Whittle's blueprint calls for radical new curricula, massive
educational research-and-development efforts, and better training and
pay for teachers and principals. He imagines students studying
independently, freed from the constraints of regimented class
schedules. "We are still operating in a type of Charles Dickens
mindset," Whittle writes, "believing that these young, half-civilized
things called children must be literally whipped into shape, if not by
a stick then by a never-ending schedule."
The detailed business strategies in Crash Course may cause drowsiness
in some casual readers, and the 37-page leap into the year 2030 may
puzzle others. But the scale of Whittle's imagination and his
disarming optimism make this a refreshing companion to gloomier
education tomes.
Pragmatism 101
My Freshman Year: What a Professor Learned by Becoming a Student
(Cornell Univ., $24) is the true tale of an anthropology professor who
became a fly on the dorm-room wall. Rebekah Nathan (a pseudonym for
Cathy Small of Northern Arizona University, recently unmasked by the
New York Sun) enrolled as an undergraduate student at the university
where she teaches, moved in with her subjects and took classes for two
semesters. Her goal was to understand the mysteries of modern
students, including why they snooze in classes and skip assigned
readings.
A few distracting scholarly digressions aside, Nathan engagingly
observes that many students care little about intellectual matters and
see their university as a career greenhouse. No revelations there. But
that campus life is no "Animal House" may come as a surprise. Juggling
classes, assignments and jobs demands survival skills, the professor
discovers. The key to sanity: "controlling college by shaping
schedules, taming professors, and limiting workload."

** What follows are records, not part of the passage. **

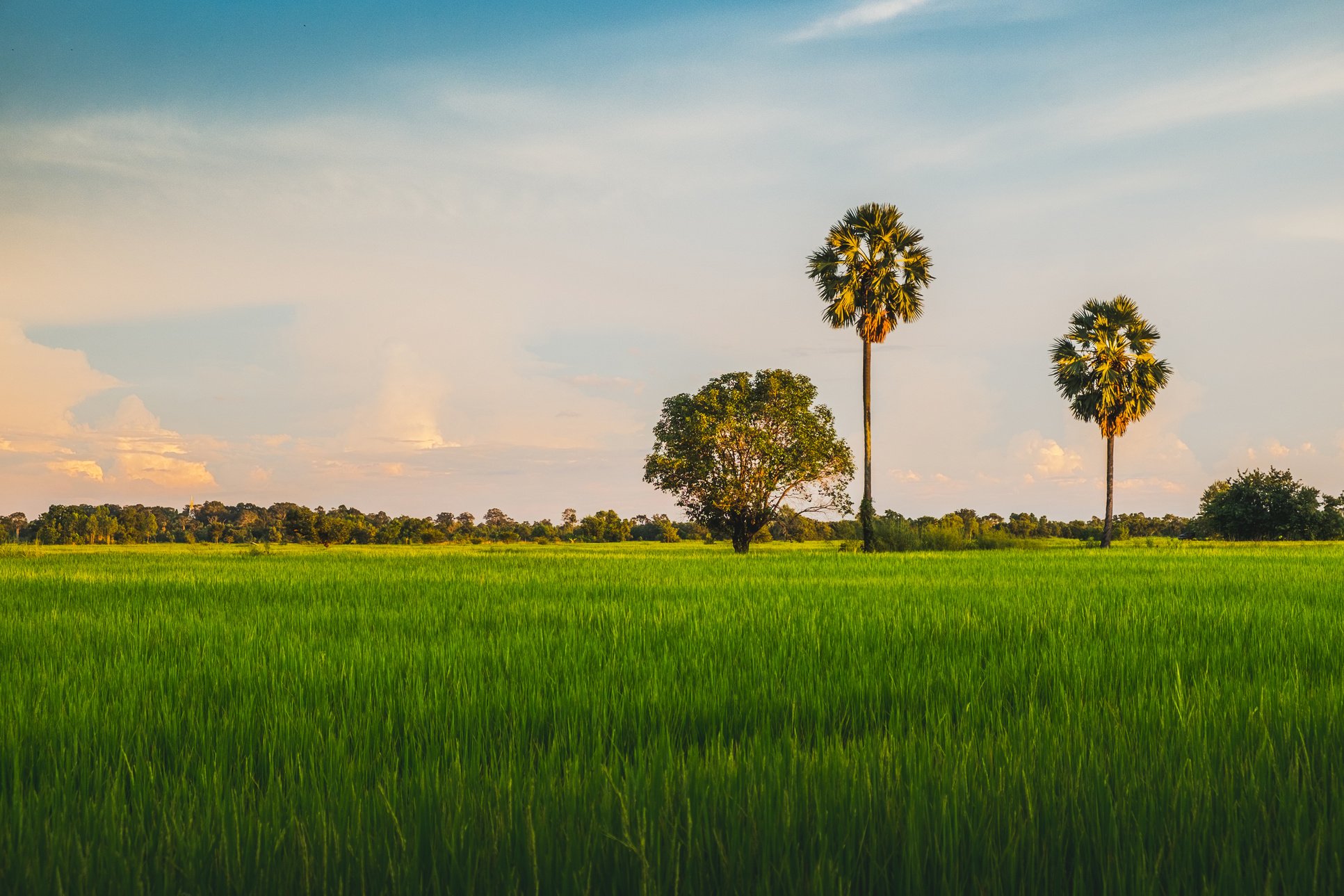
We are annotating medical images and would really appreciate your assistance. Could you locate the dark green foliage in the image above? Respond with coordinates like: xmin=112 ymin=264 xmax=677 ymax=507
xmin=808 ymin=203 xmax=933 ymax=551
xmin=1199 ymin=466 xmax=1344 ymax=541
xmin=0 ymin=544 xmax=1344 ymax=896
xmin=644 ymin=369 xmax=853 ymax=553
xmin=1050 ymin=295 xmax=1172 ymax=548
xmin=574 ymin=510 xmax=631 ymax=541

My Freshman Year provides some keen insights into the causes of
students' fierce pragmatism. For one thing, debt often drives their
career aspirations and, in turn, their choice of majors and
extracurricular pursuits. Colleges, Nathan argues, must adapt to those
21st-century realities: "Educational policy . . . cannot afford to
rely on inaccurate or idealized versions of what students are." But
understanding students is not the same as sympathizing with them.
Nathan's vow to lighten students' loads by assigning them less reading
sounds like blasphemy to this bookworm. My Freshman Year provides a
long list of what ails college students, but a short list of remedies.
·
Eric Hoover is a senior editor at the Chronicle of Higher Education.